En términos parecidos se ha expresado Fernando Méndez de Moratalla , profesor de Nuevo Testamento y Exégesis en la Facultad de Teología UEBE , quien subraya el “hito histórico” que supone este reconocimiento para el trabajo de las instituciones de formación teológica protestantes: “No obtenemos el reconocimiento a algo nuevo, que no estuviera antes. Es la confirmación de que años de dedicación a la formación de hombres y mujeres para el servicio cristiano han sido el fundamento y los pilares de los programas docentes que el Estado ahora acredita”, señala.
LA TAREA POR DELANTE
La Comisión para la Acreditación de Centros y Títulos de Teología Protestante tiene ahora por delante el camino allanado para seguir trabajando por la calidad de la enseñanza teológica, la armonización de programas y la acreditación de aquellos Centros de Estudios que deseen obtener el reconocimiento a los efectos civiles de sus titulaciones.

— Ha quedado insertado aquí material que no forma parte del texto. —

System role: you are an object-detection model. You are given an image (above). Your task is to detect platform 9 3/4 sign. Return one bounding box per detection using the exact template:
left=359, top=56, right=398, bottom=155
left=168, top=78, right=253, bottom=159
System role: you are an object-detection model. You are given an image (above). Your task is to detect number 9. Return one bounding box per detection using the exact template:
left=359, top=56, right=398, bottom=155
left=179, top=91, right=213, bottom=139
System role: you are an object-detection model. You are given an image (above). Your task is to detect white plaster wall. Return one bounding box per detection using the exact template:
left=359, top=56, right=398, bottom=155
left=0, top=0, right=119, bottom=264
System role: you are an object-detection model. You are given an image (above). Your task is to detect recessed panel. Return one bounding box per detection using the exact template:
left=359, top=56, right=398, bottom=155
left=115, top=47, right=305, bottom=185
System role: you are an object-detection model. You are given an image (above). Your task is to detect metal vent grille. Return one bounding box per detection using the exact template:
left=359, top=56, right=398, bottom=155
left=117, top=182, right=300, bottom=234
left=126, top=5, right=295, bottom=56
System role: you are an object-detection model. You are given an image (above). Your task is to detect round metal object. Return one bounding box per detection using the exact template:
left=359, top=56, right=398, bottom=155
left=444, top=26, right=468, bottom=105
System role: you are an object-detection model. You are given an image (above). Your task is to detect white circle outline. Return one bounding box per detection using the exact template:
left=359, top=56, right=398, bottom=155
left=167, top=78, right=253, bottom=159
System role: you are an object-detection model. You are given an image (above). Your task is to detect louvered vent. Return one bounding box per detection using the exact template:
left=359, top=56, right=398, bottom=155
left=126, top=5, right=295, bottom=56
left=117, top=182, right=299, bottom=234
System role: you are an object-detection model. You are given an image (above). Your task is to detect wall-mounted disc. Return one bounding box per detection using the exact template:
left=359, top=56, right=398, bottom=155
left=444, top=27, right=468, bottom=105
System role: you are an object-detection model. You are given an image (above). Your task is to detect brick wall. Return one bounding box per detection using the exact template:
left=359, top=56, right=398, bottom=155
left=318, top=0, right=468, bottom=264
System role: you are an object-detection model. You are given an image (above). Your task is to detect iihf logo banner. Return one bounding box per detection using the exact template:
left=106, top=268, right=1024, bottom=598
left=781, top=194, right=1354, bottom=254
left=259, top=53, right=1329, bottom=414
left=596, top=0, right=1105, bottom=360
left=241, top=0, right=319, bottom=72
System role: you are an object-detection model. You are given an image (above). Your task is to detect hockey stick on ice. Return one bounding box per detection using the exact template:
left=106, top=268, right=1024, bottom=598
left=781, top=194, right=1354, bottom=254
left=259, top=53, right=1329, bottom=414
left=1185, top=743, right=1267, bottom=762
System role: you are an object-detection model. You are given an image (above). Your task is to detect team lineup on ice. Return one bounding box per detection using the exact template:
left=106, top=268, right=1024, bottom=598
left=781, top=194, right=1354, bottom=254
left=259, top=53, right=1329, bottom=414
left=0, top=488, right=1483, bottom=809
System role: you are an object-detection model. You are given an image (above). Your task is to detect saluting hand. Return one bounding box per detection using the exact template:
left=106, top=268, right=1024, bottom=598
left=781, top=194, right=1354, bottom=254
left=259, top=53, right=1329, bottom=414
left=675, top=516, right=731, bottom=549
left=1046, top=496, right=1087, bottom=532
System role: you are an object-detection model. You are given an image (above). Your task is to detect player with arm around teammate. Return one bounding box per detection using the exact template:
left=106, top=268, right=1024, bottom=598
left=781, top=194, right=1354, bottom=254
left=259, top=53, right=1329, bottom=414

Todo ello sin perjuicio de la identidad y carácter propio de cada Seminario que, además, mantendrán sus propios criterios de admisión, de énfasis doctrinales y en cuanto a su orientación a la formación de pastores.
CENTROS Y TÍTULOS
Al día de la fecha, los centros de formación evangélicos que han obtenido el reconocimiento civil de sus titulaciones son los siguientes: Facultad de Teología UEBE; Facultad de Teología IBSTE, Facultad de Teología SEUT (en la modalidad presencial y a distancia); y la Facultad de Teología Asambleas de Dios (CSTAD). También la Facultad Adventista de Teología, integrada en Ferede.
La relación de los títulos que se reconocen a cada entidad es la siguiente: Título de Grado en Teología expedido por la Facultad Protestante de Teología Unión Evangélica Bautista de España (Madrid), el expedido por la Facultad Internacional de Teología del Instituto Bíblico y Seminario Teológico de España (Barcelona), el de la Facultad de Teología Asambleas de Dios (Córdoba), el de la Facultad Adventista de Teología (Valencia) y el de la Facultad de Teología Seminario Evangélico Unido de Teología (Madrid).
Los títulos equivalentes al título oficial de Máster Universitario son: Máster en Teología expedido por la Facultad Protestante de Teología UEBE (Madrid) y el de la Facultad Adventista de Teología (Valencia).
A partir de ahora, los alumnos que estudien en estas Facultades de Teología, previa aprobación de las pruebas de acceso a la Universidad, recibirán un Título de Grado en Teología, que les permitirá realizar estudios de postgrado (maestría y doctorado), en cualquier Universidad española o extranjera, dentro del área de Humanidades, lo que sin duda constituye un importante estímulo para aquellos estudiantes capaces, que aspiren a una formación teológica y académica superior.